Rules that men want women to know
1. If you think you’re fat, you probably are. Do not ask us. We refuse to answer.
2. Learn to use the toilet seat. If it is attained, put it down…
3. Do not cut your hair. Never. Long hair is always more attractive than short.
4. Birthdays and anniversaries are difficult to remember…
5. If you ask a question that you do not want to get an answer to, expect an answer you do not want to hear.
6. Sometimes we are not thinking about you. Live with it.
7. Don’t ask “What are you thinking now?”, unless you are ready to discuss issues such as aviation, soccer, etc.
8. Sunday means sports. It’s like the full moon or the changing of the tides. Leave it that way.
9. Shopping is not a sport, and no, we never thought about that.
10. When you need to go somewhere, everything you wear is fine. Really.
11. You have too many clothes.
12. You have too many shoes.
13. Crying is blackmail.
14. Your former boyfriend says you are an idiot.

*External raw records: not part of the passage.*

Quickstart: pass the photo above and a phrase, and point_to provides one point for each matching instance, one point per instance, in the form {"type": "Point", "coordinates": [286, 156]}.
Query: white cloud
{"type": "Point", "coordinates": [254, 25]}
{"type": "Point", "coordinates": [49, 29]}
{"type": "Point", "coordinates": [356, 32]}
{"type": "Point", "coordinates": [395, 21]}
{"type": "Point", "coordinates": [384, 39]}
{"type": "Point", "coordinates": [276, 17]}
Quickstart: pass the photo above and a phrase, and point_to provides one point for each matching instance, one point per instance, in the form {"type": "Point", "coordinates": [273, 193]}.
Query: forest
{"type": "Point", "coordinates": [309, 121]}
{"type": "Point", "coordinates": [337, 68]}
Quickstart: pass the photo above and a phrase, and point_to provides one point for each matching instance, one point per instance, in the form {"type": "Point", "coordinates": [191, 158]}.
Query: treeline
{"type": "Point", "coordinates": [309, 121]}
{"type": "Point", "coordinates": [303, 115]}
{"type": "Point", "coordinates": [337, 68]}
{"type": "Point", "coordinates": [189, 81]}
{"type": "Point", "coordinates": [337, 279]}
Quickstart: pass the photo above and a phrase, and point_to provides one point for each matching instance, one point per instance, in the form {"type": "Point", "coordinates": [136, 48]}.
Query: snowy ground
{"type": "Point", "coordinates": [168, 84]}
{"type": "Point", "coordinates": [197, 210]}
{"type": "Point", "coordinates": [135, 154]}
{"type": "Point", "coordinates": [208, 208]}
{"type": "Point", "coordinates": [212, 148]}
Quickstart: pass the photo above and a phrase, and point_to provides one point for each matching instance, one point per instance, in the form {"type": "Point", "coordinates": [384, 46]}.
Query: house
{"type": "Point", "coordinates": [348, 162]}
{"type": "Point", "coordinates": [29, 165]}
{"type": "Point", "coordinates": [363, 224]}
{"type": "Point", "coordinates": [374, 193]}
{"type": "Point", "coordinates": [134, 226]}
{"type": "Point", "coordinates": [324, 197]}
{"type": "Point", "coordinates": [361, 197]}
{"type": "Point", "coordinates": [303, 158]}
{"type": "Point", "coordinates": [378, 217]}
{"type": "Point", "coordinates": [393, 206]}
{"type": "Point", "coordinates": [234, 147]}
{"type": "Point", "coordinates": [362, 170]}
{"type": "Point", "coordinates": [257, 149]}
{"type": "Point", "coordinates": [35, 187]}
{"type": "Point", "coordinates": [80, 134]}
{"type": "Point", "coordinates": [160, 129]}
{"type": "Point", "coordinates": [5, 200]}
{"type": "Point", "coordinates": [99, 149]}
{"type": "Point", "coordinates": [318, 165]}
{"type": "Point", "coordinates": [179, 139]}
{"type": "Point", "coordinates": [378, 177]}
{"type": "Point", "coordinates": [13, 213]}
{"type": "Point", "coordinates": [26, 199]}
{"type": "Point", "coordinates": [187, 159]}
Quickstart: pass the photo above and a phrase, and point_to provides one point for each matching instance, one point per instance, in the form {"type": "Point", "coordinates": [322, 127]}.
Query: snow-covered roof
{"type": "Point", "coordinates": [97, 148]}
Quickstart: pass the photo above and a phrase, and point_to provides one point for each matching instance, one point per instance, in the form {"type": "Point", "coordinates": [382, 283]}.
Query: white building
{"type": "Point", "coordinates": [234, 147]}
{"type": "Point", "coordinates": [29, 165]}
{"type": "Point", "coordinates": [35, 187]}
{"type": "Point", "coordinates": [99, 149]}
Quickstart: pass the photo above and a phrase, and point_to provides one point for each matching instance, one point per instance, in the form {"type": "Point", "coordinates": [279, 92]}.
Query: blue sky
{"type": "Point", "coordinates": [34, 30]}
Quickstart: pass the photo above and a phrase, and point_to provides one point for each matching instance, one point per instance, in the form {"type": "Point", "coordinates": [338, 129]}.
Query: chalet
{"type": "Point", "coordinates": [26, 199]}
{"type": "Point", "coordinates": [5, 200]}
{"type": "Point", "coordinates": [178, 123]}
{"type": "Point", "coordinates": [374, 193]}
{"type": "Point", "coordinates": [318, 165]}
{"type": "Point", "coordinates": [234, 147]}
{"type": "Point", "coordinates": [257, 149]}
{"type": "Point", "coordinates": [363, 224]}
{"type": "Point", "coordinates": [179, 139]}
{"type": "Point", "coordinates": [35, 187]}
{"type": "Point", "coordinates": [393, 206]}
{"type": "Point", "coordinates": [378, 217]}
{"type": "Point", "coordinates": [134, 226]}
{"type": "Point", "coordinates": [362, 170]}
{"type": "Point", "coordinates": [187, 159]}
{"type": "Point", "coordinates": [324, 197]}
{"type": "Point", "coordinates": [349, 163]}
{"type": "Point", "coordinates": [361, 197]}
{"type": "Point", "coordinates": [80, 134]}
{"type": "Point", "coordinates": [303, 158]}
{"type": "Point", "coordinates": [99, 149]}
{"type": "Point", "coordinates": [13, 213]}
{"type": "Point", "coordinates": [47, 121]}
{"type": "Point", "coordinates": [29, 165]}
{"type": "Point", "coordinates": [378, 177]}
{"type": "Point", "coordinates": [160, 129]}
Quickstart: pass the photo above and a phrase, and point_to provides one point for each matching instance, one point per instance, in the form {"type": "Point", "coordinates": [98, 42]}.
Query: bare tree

15. Ask anything you want. Let us be clear on this: The subtle hints do not work. The vigorous hints also have no effect. Just ask it!
16. No, we do not know what day it is. We will never know. Mark anniversaries on a calendar.
17. Yes, peeing while standing is more difficult. It is reasonable to fail sometimes.
18. Most men have only three pairs of shoes.
19. “Yes” and “No” are perfectly acceptable answers to almost every question.
20. Come to us with a problem only if you want us to help you solve it. This is what we do. Compassion is one reason you have friends.
21. A headache that lasts for 17 months is a problem. See a doctor.
22. Do not rub the lamp if you do not want to get the genie.
23. Christopher Columbus did not need directions, neither do we.
24. Our relationship will never be like it was in the first two months we met.
25. Since it is OUR house, I do not understand why my stuff is always thrown in closets, attics and basements.